CAD The loonie was among the first victims of the tariff tremors that rippled through markets on Friday after Trump announced his tariff plans earlier, a movement which continues this morning. The loonie is not only hurt directly by the damage done to Canada’s steel industry, but also by the fears of what this can mean for the NAFTA negotiations. Canada’s calendar is a busy one this week, with the Trade Balance and the Bank of Canada Rate Announcement on Wednesday and Labour Market data arriving on Friday.

UK news

  • Reuters: ROME – Italy faces political gridlock after 5-Star surges. Italy faces a prolonged period of political instability after voters delivered a hung parliament on Sunday, spurning traditional parties and flocking to anti-establishment and far-right groups in record numbers. With votes counted from more than 75 percent of polling stations, it looked almost certain that none of the three main factions would be able to govern alone and there was little prospect of a return to mainstream government, creating a dilemma for the European Union.

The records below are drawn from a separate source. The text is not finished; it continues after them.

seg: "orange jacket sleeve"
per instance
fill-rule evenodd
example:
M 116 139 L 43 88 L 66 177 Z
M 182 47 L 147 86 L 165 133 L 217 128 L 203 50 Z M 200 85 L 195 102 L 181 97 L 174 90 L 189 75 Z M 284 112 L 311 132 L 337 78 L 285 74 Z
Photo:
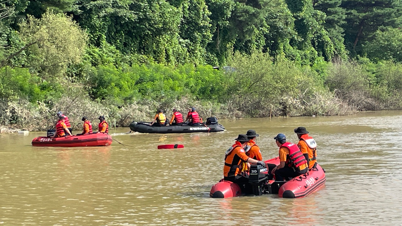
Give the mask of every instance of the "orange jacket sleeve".
M 66 125 L 66 123 L 64 123 L 64 122 L 61 121 L 60 122 L 60 124 L 62 124 L 62 125 L 63 126 L 63 128 L 66 129 L 67 129 L 67 126 Z
M 282 147 L 279 149 L 279 160 L 281 162 L 286 161 L 286 156 L 290 153 L 289 150 L 286 148 Z
M 84 133 L 88 134 L 89 132 L 89 125 L 86 123 L 84 123 Z
M 236 147 L 235 150 L 232 151 L 236 152 L 236 154 L 240 157 L 242 161 L 243 162 L 247 162 L 247 160 L 248 160 L 248 156 L 246 154 L 246 152 L 244 152 L 244 150 L 240 147 Z
M 307 144 L 304 140 L 299 141 L 299 143 L 297 144 L 297 146 L 299 147 L 299 148 L 302 151 L 302 153 L 303 154 L 308 153 L 308 147 L 307 146 Z
M 254 145 L 251 147 L 249 152 L 250 153 L 250 158 L 258 161 L 263 160 L 263 156 L 261 154 L 261 151 L 260 150 L 260 148 L 258 146 Z
M 169 122 L 169 124 L 171 124 L 173 122 L 173 121 L 174 120 L 174 114 L 173 114 L 173 116 L 172 116 L 172 119 L 170 119 L 170 121 Z
M 100 131 L 102 132 L 102 133 L 104 133 L 104 132 L 106 132 L 106 126 L 107 126 L 106 125 L 106 123 L 103 123 L 102 124 L 102 130 L 100 130 Z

  • Financial Times: Deal with SPD puts Angela Merkel back in Germany’s driving seat The result of the Social Democrat poll — 66 per cent of those who voted backed a grand coalition with the CDU and its Bavarian sister party the CSU — is a breakthrough for Germany. It brings to an end the political uncertainty dogging the country since inconclusive elections last September in which both blocs suffered their worst results since 1949.
  • Seattle Times: Trump embracing potential for trade war President Donald Trump is embracing the potential for a trade war after announcing his intent to place tariffs on imported steel and aluminum, as he rebuffs allies who have pushed to be exempted from the stiff duties. The protectionist policy will be made official in the next two weeks, White House officials said Sunday, as the administration defended the decision from critics in Washington and overseas. Trump appeared unbowed Sunday, as he tweeted that American “Steel and Aluminum industries are dead. Sorry, it’s time for a change!”